Greetings from Gordano
One year at Gordano Motorway Services
The motorway service station is a place that most of us pass through, on the way to somewhere else. It’s an intersection point, a place where our lives briefly and randomly cross with the lives of others. Open 24 hours on every day of the year, people come and go at all times of the day or night. Most of the time we find ourselves amongst a crowd of strangers, though at the quietest times we can be almost alone. Our stay there is usually short, a break in a journey before moving on. It’s an interlude, a transient experience, before heading off to the real destination.
Yet if we were to stop there and stay still amongst the endless flow of people, we would perhaps find ourselves mesmerised by what went on around us. As resident photographer at Gordano, I had the opportunity to do just this for the course of a whole year.
What I soon discovered in this most unexpected of places was a window like no other onto contemporary British life. People of all ages, with different ways of being, travelling for diverse purposes converged there in ever-shifting patterns. It showed something of how we live now, while also presenting itself as a kind of ongoing drama made up of individual stories.

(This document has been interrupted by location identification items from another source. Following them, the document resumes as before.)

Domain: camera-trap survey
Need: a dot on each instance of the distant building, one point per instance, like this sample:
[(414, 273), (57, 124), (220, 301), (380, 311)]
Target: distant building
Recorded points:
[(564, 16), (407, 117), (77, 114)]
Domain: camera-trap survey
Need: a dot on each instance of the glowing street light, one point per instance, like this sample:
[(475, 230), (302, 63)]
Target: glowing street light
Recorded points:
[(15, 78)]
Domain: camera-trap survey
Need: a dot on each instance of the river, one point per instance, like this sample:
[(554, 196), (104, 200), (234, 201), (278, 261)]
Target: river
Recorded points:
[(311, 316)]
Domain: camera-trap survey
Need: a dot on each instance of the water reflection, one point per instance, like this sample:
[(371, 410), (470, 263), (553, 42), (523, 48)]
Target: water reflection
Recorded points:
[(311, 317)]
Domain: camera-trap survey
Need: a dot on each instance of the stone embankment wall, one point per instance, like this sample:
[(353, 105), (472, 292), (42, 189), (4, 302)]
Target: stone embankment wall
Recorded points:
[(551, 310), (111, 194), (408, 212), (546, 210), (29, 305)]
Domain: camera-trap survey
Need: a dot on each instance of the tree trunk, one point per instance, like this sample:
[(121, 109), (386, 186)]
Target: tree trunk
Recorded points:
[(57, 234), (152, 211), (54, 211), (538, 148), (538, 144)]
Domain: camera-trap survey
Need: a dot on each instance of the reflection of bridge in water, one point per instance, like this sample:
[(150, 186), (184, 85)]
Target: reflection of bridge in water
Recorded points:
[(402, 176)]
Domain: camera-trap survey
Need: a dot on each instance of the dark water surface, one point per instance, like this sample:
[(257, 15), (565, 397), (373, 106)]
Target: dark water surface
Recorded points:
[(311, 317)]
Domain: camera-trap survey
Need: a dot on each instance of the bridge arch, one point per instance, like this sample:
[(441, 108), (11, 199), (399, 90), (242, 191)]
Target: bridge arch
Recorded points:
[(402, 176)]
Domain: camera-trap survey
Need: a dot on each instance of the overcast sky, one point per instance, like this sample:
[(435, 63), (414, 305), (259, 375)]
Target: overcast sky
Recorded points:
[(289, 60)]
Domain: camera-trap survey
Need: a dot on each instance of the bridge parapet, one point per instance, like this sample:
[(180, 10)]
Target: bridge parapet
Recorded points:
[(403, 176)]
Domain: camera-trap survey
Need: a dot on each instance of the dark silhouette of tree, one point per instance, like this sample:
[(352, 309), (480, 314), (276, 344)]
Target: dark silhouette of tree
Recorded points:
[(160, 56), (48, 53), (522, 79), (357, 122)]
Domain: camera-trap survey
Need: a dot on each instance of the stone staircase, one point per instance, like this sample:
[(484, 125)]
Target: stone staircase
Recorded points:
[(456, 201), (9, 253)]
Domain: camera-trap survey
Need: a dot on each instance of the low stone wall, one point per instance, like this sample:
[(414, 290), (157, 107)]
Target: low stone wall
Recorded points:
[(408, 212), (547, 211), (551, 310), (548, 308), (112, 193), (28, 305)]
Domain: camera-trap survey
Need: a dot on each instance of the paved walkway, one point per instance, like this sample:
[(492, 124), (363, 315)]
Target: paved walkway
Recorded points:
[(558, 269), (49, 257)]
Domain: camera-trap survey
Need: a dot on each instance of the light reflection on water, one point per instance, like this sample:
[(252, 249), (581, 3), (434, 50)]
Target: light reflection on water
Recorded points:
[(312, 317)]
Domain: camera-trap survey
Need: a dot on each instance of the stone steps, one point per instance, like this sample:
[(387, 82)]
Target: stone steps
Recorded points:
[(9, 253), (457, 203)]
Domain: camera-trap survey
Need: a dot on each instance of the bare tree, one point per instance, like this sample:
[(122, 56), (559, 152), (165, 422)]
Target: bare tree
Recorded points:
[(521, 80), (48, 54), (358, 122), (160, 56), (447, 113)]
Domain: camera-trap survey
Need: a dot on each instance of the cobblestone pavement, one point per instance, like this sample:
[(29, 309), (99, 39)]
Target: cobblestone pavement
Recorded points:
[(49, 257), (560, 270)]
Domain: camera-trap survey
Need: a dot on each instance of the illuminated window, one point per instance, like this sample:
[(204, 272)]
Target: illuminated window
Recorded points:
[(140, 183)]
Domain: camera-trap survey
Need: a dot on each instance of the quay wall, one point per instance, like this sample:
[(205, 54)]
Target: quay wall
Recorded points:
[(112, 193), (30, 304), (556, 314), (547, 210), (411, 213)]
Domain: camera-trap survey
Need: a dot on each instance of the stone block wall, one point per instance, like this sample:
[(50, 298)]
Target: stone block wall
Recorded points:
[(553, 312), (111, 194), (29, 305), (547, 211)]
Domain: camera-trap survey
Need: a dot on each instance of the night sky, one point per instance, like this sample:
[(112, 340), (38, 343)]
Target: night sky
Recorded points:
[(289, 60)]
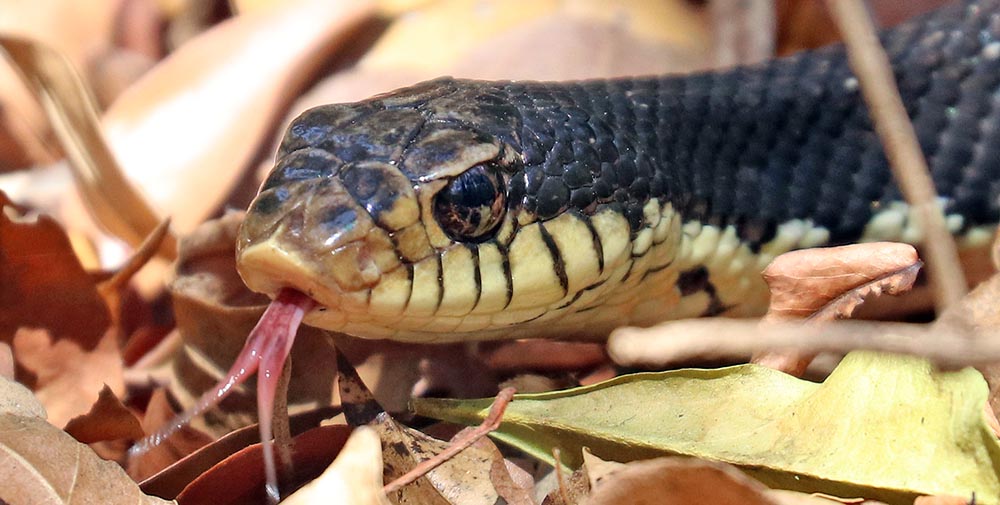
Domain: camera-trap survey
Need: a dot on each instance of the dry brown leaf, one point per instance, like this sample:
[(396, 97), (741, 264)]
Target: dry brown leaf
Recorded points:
[(172, 480), (66, 377), (523, 355), (829, 283), (239, 74), (107, 419), (184, 442), (464, 479), (354, 478), (77, 30), (44, 285), (69, 105), (42, 464), (679, 481), (239, 478), (17, 400)]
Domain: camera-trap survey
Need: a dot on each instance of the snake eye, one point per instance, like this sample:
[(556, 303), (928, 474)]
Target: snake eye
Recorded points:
[(472, 205)]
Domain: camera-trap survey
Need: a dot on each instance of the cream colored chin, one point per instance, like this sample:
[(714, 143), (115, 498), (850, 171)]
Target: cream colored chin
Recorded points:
[(266, 267)]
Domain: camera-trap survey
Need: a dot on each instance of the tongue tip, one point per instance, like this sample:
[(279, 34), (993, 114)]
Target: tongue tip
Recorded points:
[(268, 344)]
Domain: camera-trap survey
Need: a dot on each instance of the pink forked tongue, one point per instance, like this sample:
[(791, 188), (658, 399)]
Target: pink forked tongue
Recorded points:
[(266, 349)]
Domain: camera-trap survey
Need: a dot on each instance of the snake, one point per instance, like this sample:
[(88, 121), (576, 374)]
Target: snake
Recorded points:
[(457, 210)]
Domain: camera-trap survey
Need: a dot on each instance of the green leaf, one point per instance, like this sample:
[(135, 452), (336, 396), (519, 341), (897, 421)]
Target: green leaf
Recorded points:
[(881, 426)]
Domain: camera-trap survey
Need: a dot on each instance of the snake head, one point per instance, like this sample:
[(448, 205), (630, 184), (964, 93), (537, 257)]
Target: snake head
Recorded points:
[(451, 211), (378, 210)]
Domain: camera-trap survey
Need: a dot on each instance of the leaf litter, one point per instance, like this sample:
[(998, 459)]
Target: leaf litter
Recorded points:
[(414, 364)]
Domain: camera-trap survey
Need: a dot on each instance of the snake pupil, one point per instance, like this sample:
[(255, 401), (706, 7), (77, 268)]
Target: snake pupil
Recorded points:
[(472, 204)]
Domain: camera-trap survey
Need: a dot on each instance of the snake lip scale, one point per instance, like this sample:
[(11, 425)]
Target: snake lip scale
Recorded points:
[(458, 209)]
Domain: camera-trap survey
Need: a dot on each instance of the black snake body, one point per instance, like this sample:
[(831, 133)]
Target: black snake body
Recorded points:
[(711, 174)]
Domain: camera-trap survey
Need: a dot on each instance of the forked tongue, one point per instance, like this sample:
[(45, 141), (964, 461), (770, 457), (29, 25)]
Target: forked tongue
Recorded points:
[(266, 349)]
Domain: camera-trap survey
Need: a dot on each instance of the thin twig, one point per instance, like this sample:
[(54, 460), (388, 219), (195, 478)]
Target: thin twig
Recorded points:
[(871, 65), (145, 252), (680, 341), (491, 423)]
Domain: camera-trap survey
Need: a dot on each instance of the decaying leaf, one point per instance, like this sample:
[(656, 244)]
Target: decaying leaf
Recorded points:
[(107, 419), (465, 477), (42, 464), (44, 285), (186, 441), (172, 480), (354, 478), (240, 479), (241, 74), (215, 313), (110, 196), (66, 377), (679, 481), (845, 436), (828, 283)]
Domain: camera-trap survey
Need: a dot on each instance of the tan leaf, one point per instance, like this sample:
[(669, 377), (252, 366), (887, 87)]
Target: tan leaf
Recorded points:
[(744, 415), (239, 478), (173, 479), (215, 312), (68, 103), (239, 74), (42, 464), (107, 419), (464, 479), (68, 378), (679, 481), (944, 500), (354, 478), (44, 285), (75, 29), (828, 283)]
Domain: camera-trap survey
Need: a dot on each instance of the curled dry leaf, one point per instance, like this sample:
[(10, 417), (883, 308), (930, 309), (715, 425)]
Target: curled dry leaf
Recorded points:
[(42, 464), (172, 480), (354, 478), (78, 30), (107, 419), (44, 285), (66, 377), (70, 107), (828, 283), (239, 478), (184, 442), (465, 477), (240, 74)]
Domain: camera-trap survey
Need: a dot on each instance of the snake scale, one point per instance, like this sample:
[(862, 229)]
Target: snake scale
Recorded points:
[(459, 209)]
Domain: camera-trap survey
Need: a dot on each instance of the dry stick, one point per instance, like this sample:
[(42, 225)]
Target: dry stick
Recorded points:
[(728, 338), (878, 86), (489, 424)]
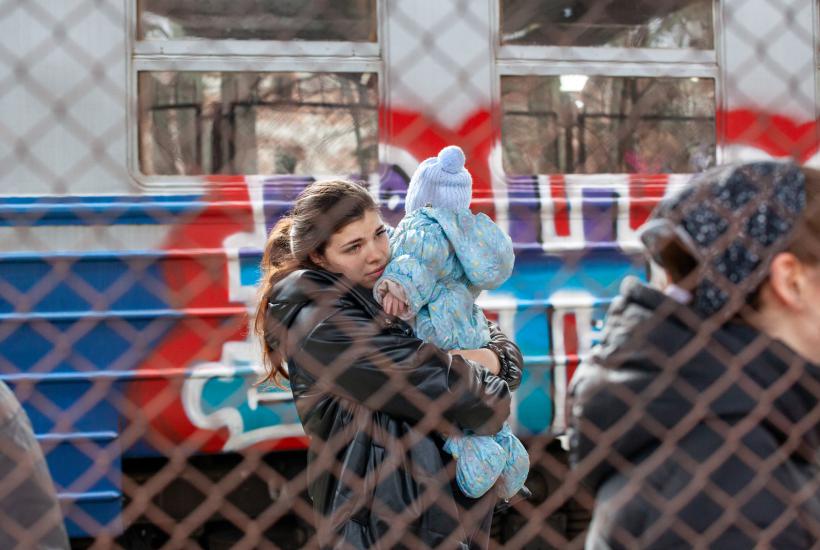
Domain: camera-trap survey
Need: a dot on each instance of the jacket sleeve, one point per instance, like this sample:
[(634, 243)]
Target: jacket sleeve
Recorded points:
[(487, 256), (352, 356), (418, 255)]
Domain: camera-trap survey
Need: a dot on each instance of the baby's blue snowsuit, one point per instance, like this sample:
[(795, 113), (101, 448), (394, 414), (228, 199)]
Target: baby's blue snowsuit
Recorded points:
[(442, 258)]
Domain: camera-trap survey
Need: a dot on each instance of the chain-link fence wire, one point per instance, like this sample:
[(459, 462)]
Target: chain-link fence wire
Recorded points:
[(139, 139)]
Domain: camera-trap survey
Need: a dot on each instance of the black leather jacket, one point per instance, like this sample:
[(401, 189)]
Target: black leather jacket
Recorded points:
[(654, 417), (374, 400)]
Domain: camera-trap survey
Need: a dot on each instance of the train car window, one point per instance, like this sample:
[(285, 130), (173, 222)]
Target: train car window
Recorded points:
[(339, 20), (598, 124), (194, 123), (611, 23)]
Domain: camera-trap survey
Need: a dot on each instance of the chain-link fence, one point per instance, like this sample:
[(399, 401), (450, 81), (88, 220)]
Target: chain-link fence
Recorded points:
[(148, 147)]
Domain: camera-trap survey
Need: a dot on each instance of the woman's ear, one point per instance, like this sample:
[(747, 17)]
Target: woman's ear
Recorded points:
[(787, 280)]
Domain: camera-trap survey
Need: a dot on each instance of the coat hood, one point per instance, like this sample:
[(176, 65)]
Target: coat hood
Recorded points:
[(661, 372)]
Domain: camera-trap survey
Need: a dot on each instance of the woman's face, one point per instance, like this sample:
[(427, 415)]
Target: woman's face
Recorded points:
[(359, 250)]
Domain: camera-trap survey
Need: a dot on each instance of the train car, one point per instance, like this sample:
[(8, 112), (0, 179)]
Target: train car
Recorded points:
[(148, 146)]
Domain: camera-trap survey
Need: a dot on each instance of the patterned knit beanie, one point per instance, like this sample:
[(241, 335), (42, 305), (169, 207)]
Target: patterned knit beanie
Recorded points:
[(732, 220), (441, 182)]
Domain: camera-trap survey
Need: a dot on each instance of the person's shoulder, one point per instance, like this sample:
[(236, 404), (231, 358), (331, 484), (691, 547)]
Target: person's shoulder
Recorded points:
[(305, 285)]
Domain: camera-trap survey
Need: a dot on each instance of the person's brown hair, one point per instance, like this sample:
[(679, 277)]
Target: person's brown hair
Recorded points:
[(322, 209), (805, 241)]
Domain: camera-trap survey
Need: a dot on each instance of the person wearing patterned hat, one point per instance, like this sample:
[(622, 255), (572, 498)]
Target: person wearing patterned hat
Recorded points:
[(443, 255), (697, 420)]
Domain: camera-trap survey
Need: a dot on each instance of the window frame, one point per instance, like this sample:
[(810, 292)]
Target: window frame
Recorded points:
[(534, 60), (231, 55)]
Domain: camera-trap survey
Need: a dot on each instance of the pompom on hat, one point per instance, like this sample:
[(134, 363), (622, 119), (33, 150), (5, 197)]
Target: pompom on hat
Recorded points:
[(440, 181), (732, 221)]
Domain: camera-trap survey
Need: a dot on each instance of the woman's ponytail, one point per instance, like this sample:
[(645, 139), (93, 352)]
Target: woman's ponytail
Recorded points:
[(277, 263)]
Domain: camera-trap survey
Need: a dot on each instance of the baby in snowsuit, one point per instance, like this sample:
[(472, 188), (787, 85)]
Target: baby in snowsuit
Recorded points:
[(443, 255)]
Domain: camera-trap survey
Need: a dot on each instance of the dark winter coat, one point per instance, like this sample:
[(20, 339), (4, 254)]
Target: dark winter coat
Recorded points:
[(694, 436), (375, 400)]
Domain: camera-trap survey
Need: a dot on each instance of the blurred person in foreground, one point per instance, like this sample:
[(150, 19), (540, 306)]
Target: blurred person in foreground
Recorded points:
[(30, 515), (697, 422), (373, 398)]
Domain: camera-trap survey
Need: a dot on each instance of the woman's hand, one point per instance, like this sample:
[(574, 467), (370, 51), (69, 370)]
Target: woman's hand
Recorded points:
[(483, 356), (393, 305)]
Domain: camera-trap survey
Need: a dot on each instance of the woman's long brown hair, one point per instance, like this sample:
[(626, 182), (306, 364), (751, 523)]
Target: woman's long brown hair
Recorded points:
[(322, 209)]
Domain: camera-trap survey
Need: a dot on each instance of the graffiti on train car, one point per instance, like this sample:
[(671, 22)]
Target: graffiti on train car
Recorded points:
[(575, 235)]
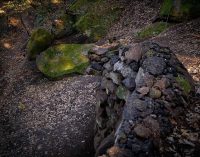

In ‘Greetings from Gordano’, I have tried to capture some of these stories and to reflect the times in which we find ourselves. The photographs are grouped by the many activities that I observed: arriving, buying, waiting, leaving, and so on. These may be mundane in themselves, but together they paint a picture of our everyday life, showing how the extraordinary can so often reveal itself in the ordinary.
I would like to thank Ellie Wilson and Matt Hampton at Welcome Break for making this project possible and for their continuing interest and support. I would also like to thank all the staff at Gordano for their help and kindness, whilst working so hard to keep the whole show on the road, day and night.